At the moment it's the kind of repository that Heath Robinson would sell you (a set of scripts more than a set of services :-), but I think that it ticks most of the boxes: there is an ingest procedure, collection management, browsing, searching, metadata, packaging formats and dissemination processes. And to accomplish some form of preservation I could even print all the slides into a very desirable coffee-table book or burn a DVD slideshow.

(The top image is a screendump from iPhoto showing slides from four presentations, the bottom image shows a new PowerPoint presentation made from slides containing the term "Open Access". The slides were identified in iPhoto but created from PowerPoint source files.)

This brings up some nice repository challenges
  • managing packages and components simultaneously, even when the components can't have an independent existence. Slides can't exist outside a presentation in the same way that paragraphs can't exist outside a document or cells outside a spreadsheet.
  • visualising huge amounts of data. Being able to scroll through dozens of presentations at once is incredibly liberating, compared to opening them individually and watching PowerPoint draw the slide sorter previews v..e..r..y.....s..l..o..w...l....y at a choice of three sizes.
  • PowerPoint, like RSS, is a rather nice packaging format that could be used much more often by repositories. How about saving your search results as a powerpoint presentation?

Tuesday 2 June 2009

Managing PowerPoint? Repositories and the Office Desktop

It turns out that I have 1009 powerpoint files on my laptop and I don't know what most of them contain, let alone know what I can reuse for any future presentations that I am planning.

I'd at least like an overview of all the slides in all those presentations, so that I can organise them. Then I'd like to compare all these slideshows, delete the duplicates, note the variations and evolutionary history between different versions of the same presentation, and between different presentations on the same subject. I'd like to trace the cross-pollination of slides between different subjects. Microsoft SharePoint has the concept of a Slide Library ("a secure, online repository in which PowerPoint presentations can be stored, worked on and shared") but expects you to do all the organisational work, whereas I want something that will help to apply some organisation.

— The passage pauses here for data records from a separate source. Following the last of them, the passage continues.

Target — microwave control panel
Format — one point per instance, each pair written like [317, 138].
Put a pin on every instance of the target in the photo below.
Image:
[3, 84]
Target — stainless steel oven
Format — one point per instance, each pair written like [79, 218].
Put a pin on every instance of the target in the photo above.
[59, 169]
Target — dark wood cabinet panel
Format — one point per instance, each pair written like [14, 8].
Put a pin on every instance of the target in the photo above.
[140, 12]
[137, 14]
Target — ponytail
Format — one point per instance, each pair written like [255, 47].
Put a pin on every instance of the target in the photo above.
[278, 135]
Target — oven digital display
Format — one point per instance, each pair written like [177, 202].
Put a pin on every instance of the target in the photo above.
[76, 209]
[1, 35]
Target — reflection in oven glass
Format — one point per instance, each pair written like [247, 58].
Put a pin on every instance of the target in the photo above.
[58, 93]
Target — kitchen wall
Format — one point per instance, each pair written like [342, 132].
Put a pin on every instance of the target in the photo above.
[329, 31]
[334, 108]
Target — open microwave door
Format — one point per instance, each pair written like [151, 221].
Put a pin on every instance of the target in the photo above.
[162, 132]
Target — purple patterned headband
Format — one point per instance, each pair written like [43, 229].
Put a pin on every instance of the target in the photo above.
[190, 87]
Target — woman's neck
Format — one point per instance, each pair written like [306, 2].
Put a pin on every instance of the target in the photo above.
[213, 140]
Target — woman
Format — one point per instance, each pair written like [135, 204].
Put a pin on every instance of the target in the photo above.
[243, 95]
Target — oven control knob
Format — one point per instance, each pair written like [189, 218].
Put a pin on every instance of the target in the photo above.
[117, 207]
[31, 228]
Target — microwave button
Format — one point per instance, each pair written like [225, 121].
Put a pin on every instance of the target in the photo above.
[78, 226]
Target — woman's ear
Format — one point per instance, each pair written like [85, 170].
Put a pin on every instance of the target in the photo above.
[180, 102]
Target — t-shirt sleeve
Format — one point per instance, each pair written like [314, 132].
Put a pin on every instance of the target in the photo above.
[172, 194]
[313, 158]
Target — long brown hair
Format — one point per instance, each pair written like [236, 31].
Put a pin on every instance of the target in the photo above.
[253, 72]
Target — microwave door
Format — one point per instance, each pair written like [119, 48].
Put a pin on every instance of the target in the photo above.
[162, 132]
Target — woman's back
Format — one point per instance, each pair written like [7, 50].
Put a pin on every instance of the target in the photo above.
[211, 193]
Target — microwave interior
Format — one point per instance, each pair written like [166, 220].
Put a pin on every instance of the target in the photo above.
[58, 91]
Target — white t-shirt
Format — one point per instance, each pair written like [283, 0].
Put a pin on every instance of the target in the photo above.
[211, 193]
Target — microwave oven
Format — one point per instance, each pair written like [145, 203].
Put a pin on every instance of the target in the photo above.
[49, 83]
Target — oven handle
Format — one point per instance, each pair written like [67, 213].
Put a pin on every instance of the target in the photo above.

Should I do this on my laptop? Or should I try and do this on (shudder) an environment that sells itself as providing content curation and management services? Oh all right then, I'll do it in a repository. But I don't think it's going to be easy - for a start we're talking about efficient user tools for ingesting, comparing, contrasting and refining 1,000 items.

Still, there's a basis to build from: SWORD and Microsoft Office Repository tools should help me to at least get all these items into the repository. Once we're there we can take stock of any low-hanging fruit (searching, reporting, cataloguing, thumbnail previews, exporting collections). I've already done some of the preparatory work on the laptop - using AppleScript to create preview images and textual contents of every slide of every presentation. Now I can package up all these things appropriately and see whether a repository actually gives me any added value.